Residency period: August 1, 2017 to July 31, 2018

IEAT resident, Professor Maria Angelica Melendi de Biasizzo graduated in Literature from the Facultad de Psicologia y Letras – Universidad de Buenos Aires (1967) and in Visual Arts from the Guignard School of the State University of Minas Gerais (1985). PhD in Literary Studies from the Federal University of Minas Gerais (1999). Currently, she is an associate professor at the Federal University of Minas Gerais, and belongs to the Editorial Board of Revista Pós at the same institution. She has experience in the field of Arts, with an emphasis on Foundations and Criticism of the Arts, working mainly on the following subjects: contemporary art, memory, art, body and photography. She investigates memory strategies developed by contemporary art in Latin America in relation to state terrorism and social violence, a subject on which she has published books and articles in national and international journals and academic journals. She is coordinator of the Art Strategies in the Era of Catastrophes Research Group (www.estrategiasarte.net.br) and editor of Lindonéia Magazine (online).
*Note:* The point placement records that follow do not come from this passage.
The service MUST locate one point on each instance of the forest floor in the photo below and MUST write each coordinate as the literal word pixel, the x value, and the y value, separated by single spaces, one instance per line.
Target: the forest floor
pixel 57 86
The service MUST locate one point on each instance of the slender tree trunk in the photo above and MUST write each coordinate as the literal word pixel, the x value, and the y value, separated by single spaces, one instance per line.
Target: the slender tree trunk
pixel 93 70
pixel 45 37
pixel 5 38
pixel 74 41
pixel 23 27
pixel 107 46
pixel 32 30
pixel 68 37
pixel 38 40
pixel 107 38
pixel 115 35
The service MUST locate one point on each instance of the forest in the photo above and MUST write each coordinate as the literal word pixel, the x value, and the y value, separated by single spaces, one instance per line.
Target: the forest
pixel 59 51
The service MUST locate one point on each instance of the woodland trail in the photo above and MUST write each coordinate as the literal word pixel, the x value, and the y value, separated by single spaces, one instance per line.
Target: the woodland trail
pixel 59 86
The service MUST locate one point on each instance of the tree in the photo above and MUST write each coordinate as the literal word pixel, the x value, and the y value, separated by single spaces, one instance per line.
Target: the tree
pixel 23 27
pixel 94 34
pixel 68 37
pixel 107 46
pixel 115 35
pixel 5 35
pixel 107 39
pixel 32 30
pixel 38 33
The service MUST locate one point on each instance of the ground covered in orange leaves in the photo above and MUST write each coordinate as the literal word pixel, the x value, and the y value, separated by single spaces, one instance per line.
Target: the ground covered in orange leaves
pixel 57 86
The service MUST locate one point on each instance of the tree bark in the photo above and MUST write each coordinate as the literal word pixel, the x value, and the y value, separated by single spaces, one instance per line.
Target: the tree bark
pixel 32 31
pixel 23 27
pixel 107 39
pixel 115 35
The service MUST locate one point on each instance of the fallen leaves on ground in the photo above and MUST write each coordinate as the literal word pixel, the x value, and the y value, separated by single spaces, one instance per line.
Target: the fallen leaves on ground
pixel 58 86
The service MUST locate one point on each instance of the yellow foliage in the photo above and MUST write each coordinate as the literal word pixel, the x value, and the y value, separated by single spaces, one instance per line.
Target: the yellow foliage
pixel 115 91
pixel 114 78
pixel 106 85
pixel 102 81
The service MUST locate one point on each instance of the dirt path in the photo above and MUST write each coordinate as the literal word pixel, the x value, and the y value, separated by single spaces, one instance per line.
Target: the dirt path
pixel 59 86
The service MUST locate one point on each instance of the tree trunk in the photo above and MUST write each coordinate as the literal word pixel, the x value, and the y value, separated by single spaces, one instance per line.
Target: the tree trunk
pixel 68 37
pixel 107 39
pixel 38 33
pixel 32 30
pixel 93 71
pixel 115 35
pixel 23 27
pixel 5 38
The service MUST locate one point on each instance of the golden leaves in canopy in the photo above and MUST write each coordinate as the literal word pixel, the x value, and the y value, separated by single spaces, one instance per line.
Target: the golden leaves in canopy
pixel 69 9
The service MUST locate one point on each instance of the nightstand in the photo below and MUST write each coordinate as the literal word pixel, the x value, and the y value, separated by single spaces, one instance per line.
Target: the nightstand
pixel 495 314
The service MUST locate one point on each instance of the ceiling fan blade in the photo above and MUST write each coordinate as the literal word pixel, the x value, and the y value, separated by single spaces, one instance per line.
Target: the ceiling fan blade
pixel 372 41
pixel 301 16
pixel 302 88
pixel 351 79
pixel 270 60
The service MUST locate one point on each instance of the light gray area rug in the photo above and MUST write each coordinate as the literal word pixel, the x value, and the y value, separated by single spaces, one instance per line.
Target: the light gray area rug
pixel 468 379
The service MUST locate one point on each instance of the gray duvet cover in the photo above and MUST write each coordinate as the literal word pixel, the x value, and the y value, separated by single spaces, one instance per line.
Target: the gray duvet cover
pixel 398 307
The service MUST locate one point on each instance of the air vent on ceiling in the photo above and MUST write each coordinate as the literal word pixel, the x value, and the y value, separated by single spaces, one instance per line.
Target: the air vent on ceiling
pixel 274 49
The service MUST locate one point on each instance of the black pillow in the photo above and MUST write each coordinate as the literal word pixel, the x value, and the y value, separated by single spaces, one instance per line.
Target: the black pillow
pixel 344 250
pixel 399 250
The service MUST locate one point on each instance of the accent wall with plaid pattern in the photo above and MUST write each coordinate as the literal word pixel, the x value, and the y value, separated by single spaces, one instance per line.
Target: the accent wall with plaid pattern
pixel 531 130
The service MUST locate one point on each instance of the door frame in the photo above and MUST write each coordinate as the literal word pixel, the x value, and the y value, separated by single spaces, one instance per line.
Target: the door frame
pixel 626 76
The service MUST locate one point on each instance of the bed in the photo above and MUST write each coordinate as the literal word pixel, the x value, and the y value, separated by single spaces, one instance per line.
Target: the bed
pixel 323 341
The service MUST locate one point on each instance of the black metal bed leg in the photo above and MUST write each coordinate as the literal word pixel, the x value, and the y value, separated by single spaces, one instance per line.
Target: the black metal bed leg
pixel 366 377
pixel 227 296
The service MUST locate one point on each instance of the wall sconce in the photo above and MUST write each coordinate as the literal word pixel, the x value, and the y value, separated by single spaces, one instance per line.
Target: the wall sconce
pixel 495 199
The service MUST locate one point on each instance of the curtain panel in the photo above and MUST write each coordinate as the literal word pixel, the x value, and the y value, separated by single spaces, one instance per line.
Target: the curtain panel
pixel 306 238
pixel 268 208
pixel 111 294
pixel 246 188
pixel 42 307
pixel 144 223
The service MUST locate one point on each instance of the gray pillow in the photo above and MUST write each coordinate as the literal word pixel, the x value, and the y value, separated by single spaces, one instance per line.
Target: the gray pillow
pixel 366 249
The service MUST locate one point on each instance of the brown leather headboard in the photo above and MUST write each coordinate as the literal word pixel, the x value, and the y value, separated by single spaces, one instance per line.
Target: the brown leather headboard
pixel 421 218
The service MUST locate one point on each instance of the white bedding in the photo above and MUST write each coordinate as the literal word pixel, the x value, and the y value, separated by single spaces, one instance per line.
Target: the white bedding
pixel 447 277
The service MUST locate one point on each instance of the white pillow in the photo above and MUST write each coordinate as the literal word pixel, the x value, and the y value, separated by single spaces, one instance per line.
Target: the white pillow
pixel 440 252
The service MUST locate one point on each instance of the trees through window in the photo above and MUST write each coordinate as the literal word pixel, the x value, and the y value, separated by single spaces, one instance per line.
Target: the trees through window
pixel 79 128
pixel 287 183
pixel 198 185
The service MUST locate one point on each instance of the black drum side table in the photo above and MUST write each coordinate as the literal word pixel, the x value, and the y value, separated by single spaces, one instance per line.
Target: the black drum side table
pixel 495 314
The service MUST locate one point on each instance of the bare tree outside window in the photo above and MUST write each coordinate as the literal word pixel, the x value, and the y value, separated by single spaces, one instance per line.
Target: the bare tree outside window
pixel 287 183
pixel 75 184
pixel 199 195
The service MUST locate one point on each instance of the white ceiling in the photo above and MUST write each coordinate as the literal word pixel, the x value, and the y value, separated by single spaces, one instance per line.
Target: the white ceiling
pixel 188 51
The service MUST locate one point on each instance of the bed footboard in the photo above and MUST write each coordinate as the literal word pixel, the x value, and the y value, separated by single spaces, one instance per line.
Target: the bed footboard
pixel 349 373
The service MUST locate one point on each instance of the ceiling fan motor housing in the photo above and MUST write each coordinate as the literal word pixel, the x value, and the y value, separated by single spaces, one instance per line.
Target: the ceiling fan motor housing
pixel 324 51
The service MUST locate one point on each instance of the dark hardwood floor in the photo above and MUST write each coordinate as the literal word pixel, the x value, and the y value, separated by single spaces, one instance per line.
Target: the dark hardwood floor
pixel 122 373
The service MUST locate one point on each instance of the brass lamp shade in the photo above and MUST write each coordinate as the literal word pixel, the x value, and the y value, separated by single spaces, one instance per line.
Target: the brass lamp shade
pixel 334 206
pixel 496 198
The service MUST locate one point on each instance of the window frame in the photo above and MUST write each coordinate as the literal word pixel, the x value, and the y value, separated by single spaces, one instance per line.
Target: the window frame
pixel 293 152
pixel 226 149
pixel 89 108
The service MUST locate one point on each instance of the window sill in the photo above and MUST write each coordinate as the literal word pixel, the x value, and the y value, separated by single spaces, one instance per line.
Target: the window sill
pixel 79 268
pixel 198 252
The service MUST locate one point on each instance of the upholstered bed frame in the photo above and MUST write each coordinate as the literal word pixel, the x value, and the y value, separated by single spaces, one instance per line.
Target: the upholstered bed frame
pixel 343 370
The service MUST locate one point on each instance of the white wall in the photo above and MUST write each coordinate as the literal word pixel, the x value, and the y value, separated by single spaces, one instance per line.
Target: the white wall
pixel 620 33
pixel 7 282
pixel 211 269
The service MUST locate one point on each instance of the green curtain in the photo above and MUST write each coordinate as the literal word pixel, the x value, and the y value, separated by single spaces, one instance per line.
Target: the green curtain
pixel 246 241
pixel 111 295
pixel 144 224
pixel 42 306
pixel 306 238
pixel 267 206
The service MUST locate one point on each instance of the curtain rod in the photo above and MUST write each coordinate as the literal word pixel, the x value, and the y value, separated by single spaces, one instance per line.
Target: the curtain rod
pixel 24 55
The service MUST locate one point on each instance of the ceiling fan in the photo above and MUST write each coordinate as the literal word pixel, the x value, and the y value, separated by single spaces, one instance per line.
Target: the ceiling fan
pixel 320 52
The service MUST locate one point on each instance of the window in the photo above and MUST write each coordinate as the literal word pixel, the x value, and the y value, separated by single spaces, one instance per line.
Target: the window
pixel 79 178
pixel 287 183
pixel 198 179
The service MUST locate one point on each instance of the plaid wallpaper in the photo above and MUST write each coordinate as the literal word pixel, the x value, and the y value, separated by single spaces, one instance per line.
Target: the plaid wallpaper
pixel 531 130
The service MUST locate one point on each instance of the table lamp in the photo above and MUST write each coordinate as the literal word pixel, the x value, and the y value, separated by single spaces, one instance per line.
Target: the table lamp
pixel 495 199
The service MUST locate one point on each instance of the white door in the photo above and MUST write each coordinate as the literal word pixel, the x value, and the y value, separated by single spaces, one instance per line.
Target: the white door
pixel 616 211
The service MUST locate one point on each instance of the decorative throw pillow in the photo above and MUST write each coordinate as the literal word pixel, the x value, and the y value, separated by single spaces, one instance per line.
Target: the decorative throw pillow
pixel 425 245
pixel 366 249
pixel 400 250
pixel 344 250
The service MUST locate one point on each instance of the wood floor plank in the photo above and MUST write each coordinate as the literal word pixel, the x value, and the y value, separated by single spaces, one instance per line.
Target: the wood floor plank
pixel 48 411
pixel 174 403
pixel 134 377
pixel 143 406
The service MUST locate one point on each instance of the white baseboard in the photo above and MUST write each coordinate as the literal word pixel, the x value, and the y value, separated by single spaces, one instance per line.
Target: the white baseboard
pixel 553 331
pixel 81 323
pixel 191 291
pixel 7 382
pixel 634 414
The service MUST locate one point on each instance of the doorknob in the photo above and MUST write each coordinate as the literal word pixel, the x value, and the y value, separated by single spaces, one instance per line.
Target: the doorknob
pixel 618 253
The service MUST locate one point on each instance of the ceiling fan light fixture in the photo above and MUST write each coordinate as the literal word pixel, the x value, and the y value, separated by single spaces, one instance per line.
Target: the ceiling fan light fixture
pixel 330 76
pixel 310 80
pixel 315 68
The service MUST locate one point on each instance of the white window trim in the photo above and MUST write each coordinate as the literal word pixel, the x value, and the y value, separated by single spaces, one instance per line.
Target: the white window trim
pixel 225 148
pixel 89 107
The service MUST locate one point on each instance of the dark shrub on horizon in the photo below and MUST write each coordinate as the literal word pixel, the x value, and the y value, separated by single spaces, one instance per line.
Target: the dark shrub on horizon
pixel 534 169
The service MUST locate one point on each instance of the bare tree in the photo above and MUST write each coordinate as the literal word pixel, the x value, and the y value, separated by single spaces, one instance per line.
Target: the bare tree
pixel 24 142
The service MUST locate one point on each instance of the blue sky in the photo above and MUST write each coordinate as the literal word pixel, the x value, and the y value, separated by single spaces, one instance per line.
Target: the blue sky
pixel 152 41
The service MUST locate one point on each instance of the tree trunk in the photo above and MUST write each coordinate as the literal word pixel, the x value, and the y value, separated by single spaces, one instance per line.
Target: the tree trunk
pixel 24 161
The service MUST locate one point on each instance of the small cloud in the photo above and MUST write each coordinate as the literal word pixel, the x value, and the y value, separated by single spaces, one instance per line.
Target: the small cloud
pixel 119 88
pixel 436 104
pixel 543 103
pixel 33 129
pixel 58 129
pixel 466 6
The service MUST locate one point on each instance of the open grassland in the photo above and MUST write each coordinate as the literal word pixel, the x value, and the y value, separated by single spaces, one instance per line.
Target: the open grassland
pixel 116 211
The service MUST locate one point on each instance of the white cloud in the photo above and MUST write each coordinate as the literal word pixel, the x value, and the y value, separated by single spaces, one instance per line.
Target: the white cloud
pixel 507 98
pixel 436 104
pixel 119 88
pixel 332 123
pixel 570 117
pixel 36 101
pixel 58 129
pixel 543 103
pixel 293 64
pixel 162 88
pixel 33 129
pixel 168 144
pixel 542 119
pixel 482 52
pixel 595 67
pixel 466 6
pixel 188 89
PROJECT: WHAT REMAINS OF THE DICTATORSHIP: TRANSGRESSION IN THE ART OF LATIN AMERICA BETWEEN TWO CENTURIES.

The project intends to investigate the artistic practices of some Latin American countries — Argentina, Chile, Brazil, Uruguay, among others — from the redemocratization process that began, approximately, in the 1980s. It is not intended to elaborate a critical history of art in recent years, but to investigate the latency of authoritarian processes in works of art and critical discourses carried out during the period of redemocratization. The project proposes, firstly, to investigate the different redemocratization processes on the continent, to analyze their specificities and the possibilities of establishing comparative studies with countries where “authoritarian” or façade democracies were in force. For this, we will research Latin American artists and works from the period considered in order to establish a corpus of work, establish some categories and put them to the test in relation to research advances. We will conclude by examining the category of “Brazilianness” as proposed by Adriano Pedrosa, in order to understand whether this category makes sense and, if so, understand the set of formal and meaningful specifications that characterize it.